As the strong winds gradually died down during the rally, the voices of the participants got stronger.
With many powerful and touching moments, the message about anti-black racism was clear — “enough is enough.”
Several passionate speakers took to the microphone on the steps of Confederation Building during the two-hour event, including co-founders of Black Lives Matter NL Brian Amadi.
“You and I can work together to make a better world,” Amadi told the crowd, followed by cheers. “You and I can work together to create justice. You and I can work together to make this work.”
It drew loud chants of, “Black Lives Matter! Black Lives Matter!”
The rally was one many that have been held around the world over the last few weeks honouring Floyd, who died after a police officer knelt on his neck for eight minutes in a botched arrest that was seen around the world by a cellphone video. As Floyd lay on the ground, he begged for the officer to stop, shouting, “I can’t breathe.”

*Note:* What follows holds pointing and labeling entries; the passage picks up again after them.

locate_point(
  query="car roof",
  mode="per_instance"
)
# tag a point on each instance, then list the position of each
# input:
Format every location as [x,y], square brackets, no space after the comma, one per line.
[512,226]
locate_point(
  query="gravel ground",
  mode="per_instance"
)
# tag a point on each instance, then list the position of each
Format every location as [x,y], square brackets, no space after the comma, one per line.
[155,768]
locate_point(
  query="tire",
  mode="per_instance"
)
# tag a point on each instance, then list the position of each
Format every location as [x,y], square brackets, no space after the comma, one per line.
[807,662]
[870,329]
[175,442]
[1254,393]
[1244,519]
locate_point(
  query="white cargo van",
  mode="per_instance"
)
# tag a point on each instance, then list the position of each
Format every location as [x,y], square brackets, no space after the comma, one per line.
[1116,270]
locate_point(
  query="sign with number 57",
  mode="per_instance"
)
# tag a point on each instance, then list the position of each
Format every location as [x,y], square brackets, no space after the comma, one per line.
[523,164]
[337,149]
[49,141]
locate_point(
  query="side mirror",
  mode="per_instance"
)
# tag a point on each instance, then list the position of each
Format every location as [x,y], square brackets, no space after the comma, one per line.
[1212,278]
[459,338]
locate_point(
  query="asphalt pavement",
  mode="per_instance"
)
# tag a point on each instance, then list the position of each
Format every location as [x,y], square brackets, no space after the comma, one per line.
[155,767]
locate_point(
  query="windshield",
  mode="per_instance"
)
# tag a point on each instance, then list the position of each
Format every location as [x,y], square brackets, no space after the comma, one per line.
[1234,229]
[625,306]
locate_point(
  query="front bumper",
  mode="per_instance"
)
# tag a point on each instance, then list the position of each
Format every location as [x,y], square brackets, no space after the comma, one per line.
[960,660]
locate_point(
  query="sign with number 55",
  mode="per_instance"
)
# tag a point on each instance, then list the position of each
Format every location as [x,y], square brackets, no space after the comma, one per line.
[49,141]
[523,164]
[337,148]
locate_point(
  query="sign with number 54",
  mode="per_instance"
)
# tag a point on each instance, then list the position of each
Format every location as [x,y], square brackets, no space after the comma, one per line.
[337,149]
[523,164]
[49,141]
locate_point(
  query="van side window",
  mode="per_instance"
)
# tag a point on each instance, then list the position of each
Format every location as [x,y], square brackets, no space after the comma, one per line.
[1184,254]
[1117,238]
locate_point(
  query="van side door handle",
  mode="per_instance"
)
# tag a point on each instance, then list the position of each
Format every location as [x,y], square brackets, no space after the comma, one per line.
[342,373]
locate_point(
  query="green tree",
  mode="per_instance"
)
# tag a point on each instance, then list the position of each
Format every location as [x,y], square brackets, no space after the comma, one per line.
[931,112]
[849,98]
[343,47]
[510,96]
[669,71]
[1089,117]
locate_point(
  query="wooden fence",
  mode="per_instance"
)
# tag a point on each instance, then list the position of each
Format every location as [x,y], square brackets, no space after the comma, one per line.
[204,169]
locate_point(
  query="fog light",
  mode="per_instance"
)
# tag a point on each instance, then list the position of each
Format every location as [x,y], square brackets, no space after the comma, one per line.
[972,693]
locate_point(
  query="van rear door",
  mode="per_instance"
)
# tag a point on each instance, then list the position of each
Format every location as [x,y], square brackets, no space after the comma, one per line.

That moment was remembered at the St. John’s rally as everyone in attendance got on one knee, each person raising one fist, for eight minutes, chanting. With each cheer and chant, musicians Idris Ilmi, Eddie Kpehe and Korede Fateye, who sat on the Confederation Building front steps, tapped on djembe drums.
There was also another moving moment when Ife Alaba, with powerful vocals, wowed the crowd with song, with Korede Sateye accompanying her on keyboard.
Another speaker at the rally, Dr. Paul Banahene Adjei, a Memorial University professor of social work, said seeing so many groups of people coming together to condemn what happened to Floyd in the U.S. gives hope. However, he said the issue is not simply about police and black people.
“We are talking about a system that has been developed over 400 years that continue to treat black people as disposable material ….,” he said. “I want to bring that conversation here to Newfoundland because oftentimes, the danger of talking about anti-black racism is we often point fingers at what is happening in the United States and in the process, we ignore what is also happening in our home here.”
Adjei said he’s been the subject of racism in this province and said it’s time for everyone to speak up about it.
“The world is in a dangerous place, not because of the evil things of evil (people), but by the silence of good people,” he said, noting Floyd’s cries of not being able to breathe is symbolic of the of black people’s experiences of racism are often dismissed. “So, let’s make a commitment that when we witness racism, we don’t keep our silence. Our silence doesn’t make us good people, it makes us complacent.”
Other speakers at the event included Dr. Zainab Jarrett, founder of Tombolo Festival and owner of Multi Ethnic Food Kitchen, who noted the importance of having more black people in leadership roles.
Navel Sarr, organizer of the St. John’s African Roots Festival who also helped Black History Month celebrations in February, as well as Nunah Toweh, also spoke, while audio from videos put together by MUN professors, Dr. Sulaimon Giwa and Dr. Deloros Mullins, was also played for the crowd.
Rioko Milani told her of her experience of racism at a St. John’s park, where she was with her two children. The woman assumed she was the children’s nanny. Raven Khadeja, a teacher, said it’s time for people to listen for the black community.
Everyone in the crowd wore masks and as organizers stressed the importance of social distancing, they did their best to stay in their own smaller groups. RNC officers, some in patrol cars and two from the mounted unit, were nearby, but with all seemed to go well without incident.
Black Lives Matter NL co-founder Precious Familusi later told The Telegram he was overwhelmed with the turnout at the rally and they hope to plan others in the future.
“We knew we’d get a big number, but to get to that level was incredible. It was great to see so much support,” said Familusi, who said they had four days to organize the event.
It’s good that folks are ready to have this conversation, but the conversation doesn’t stop at the rally.”